其长老或传言其国西有弱水,近日入所矣。又云从安息陆道绕海北行,出西〔海〕至大〔秦〕(海)〔一〕,人相连属,十里一亭,三十里一署〔二〕,
终无盗贼惊。而有猛虎、师子遮食行者,不有百余人赉其器,辄害之,不得过。又言旁国渡海飞桥数百里,所出奇异玉石诸物,多谲怪不经,故不述云。
〔一〕据范书改补。
〔二〕范书“署”作“置”。
西南极矣山离,还自条支,东北通乌弋山离,可百余日行。而乌弋山离、罽宾、莎车、于置、宁弥诸国相接〔一〕,远者去洛阳二万一千里,近者万余里焉。
〔一〕宁弥,班书作“扜弥”。
十二月甲子,清河王庆薨,谥曰孝王。
庆善为威容,进止可观。自被废黜,常居慎密,在宫省,语不及外。和帝为太子,与庆相亲,入则共室,出则同舆。及即位,政之大小,与庆议之。庆逾
益畏慎,夙夜战栗。每当朝会,辄服候〔一〕,且常谓左右曰:“我诚一国王,车马器物亦足已矣。”内以论议,外以说左右,其一绝名此〔二〕,皆此类也。

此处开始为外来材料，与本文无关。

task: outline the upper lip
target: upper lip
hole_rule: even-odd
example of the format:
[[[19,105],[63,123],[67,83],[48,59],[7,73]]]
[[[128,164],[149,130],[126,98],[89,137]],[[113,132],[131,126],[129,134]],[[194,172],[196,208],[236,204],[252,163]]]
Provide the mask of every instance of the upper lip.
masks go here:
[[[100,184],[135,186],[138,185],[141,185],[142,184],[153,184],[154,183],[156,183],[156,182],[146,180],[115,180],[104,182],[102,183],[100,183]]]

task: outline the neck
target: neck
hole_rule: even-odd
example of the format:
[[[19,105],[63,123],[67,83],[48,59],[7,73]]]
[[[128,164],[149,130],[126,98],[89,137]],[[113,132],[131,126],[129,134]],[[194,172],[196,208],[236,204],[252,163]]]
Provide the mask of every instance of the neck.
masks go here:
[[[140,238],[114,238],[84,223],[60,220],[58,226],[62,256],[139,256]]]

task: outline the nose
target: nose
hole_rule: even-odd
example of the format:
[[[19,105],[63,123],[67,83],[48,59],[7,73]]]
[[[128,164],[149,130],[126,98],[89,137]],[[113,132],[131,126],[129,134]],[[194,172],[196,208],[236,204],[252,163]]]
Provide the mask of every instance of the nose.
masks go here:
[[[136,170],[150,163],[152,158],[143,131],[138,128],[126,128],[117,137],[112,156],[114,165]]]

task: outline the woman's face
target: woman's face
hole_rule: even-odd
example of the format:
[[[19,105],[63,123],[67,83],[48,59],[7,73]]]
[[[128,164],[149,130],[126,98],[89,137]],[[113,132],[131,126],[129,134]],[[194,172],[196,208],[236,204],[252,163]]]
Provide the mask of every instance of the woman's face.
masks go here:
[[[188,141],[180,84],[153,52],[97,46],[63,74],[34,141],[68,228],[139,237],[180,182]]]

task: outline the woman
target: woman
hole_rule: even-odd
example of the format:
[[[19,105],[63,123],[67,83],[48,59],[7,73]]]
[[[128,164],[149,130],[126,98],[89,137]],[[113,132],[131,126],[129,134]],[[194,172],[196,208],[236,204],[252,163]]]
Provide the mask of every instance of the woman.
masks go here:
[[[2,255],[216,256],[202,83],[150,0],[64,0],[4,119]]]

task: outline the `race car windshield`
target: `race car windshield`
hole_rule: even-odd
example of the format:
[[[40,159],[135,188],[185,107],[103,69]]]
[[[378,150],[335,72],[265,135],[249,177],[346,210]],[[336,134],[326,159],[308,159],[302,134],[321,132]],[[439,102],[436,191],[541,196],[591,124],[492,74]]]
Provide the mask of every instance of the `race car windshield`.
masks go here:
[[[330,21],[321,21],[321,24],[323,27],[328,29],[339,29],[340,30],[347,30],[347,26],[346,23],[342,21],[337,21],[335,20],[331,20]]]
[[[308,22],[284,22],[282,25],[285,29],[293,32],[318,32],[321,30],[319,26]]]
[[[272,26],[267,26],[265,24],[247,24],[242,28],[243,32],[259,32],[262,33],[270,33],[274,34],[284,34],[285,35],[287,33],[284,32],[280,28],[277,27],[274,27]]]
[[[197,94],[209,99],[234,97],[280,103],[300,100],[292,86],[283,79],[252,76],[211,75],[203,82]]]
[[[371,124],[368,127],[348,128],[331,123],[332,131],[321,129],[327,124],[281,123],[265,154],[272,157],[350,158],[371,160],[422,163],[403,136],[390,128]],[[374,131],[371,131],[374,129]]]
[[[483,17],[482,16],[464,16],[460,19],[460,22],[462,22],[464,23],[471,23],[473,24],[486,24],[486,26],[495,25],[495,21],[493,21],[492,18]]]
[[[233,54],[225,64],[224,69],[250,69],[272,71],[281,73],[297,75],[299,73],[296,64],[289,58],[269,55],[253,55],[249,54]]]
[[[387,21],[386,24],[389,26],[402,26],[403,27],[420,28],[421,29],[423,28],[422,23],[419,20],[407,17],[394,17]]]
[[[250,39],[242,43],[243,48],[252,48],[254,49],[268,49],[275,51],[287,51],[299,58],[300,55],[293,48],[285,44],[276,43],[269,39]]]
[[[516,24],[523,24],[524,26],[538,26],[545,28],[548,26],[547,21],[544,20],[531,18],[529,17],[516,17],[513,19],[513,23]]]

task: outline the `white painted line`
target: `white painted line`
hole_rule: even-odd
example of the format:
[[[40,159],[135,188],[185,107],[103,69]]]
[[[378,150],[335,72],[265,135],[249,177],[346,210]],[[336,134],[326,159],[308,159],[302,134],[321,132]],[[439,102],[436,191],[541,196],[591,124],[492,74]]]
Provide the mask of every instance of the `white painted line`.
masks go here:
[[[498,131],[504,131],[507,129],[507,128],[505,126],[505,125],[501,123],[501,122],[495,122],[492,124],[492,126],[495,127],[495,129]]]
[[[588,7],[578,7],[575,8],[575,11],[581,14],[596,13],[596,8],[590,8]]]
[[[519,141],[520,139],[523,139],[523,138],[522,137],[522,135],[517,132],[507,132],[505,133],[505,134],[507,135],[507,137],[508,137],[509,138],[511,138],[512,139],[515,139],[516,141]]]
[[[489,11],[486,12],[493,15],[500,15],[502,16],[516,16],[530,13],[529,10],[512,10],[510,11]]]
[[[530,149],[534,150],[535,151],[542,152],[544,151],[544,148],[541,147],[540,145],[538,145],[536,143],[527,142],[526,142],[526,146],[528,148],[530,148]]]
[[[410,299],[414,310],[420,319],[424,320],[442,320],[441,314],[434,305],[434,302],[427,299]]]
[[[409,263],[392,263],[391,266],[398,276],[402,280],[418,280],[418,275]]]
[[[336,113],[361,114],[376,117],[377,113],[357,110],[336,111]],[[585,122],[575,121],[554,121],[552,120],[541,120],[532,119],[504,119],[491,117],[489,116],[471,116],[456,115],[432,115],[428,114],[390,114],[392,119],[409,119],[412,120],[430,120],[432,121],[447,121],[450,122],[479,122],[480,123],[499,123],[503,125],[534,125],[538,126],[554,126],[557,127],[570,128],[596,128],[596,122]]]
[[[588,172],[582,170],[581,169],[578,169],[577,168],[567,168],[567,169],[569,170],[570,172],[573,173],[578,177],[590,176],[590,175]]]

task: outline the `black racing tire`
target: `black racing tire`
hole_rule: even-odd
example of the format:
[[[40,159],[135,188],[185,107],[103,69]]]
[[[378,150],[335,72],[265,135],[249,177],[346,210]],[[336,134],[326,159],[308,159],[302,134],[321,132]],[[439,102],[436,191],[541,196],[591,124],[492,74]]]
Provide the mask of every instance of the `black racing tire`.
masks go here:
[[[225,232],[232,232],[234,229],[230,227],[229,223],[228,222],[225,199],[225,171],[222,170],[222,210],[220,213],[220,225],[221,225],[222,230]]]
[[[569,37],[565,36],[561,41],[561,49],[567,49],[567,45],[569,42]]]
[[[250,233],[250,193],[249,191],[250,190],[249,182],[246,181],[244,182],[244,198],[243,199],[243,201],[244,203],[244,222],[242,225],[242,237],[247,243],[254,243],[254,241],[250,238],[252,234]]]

〔一〕范书章帝八王传言庆“每朝谒陵庙,常夜分严装,衣冠待明”。
〔二〕疑“此”系“位”之误。
初,宋贵人冢上无祠堂,庆每露祭,未尝不流涕。和、殇二帝崩,庆常居倚庐,哭泣哀恸,遂以发病。病困,谓舅宋衍曰:“清河土地下湿,欲乞骸骨于
贵人冢傍下棺而已。朝廷大恩,犹当有屋宇,子母并食,魂灵不暴露,死复何恨!”乃上书求葬于樊濯中贵人冢旁,不听。庆将薨,叹曰:“不惜死也,但恨不见上
为贵人报雠耳!”因泣不能自胜,左右皆流涕。既薨,使司空持节护丧事〔一〕,赐龙旗九旒,虎贲百人,仪比东海恭王。分清河封庆小子为广川王〔二〕。
〔一〕范书作“使司空持节吊祭,车骑将军邓骘护丧事”。时司空,尹勤也。
〔二〕按范书庆小子名常保。
后汉孝安皇帝纪上卷第十六
永初元年(丁未、一〇七)
春正月癸酉,大赦天下。
青、兖、豫、徐、冀、并六州民饥。
三月癸酉,日有食之。诏公卿举贤良方正、能直言极谏者各一人。
夏四月,太傅张禹为安乡侯,太尉徐防为龙〔乡〕(节)侯〔一〕,司空尹勤为傅亭侯〔二〕,车骑将军邓骘为上蔡侯,城门校尉悝为〔叶〕(业)侯〔三〕,虎贲中郎将弘为西平侯,黄门郎阊为西华侯,食邑各万户。骘奉节亲迎,增封三千户。骘逃避使者,诣阙上书固辞,乃许。
〔一〕据范书及续汉郡国志改。
〔二〕范书陈宠传作“福亭侯”。
〔三〕据范书及续汉郡国志改。
五月戊寅,荧惑逆行守心。本志以为后周章谋废帝之应也〔一〕。
〔一〕四库馆臣辑东观记,谓天文志全阙,实未考此“本志曰”也。此“本志”,非东观记无以应之。袁纪另一引,见卷十八,片言只语,弥足珍贵。又按
尚书孔疏,引蔡邕天文志曰:“言天体者有三家:一曰周髀,二曰宣夜,三曰浑天。宣夜绝无师说,周髀术数具在,考验天象,多所违失,故史官不用。惟浑天者,
近得其情,今史所用候台铜仪,则其法也。”则今天文志可考者三条也。
立寿光侯并为北海王〔一〕。
〔一〕范书安帝纪“并”作“普”。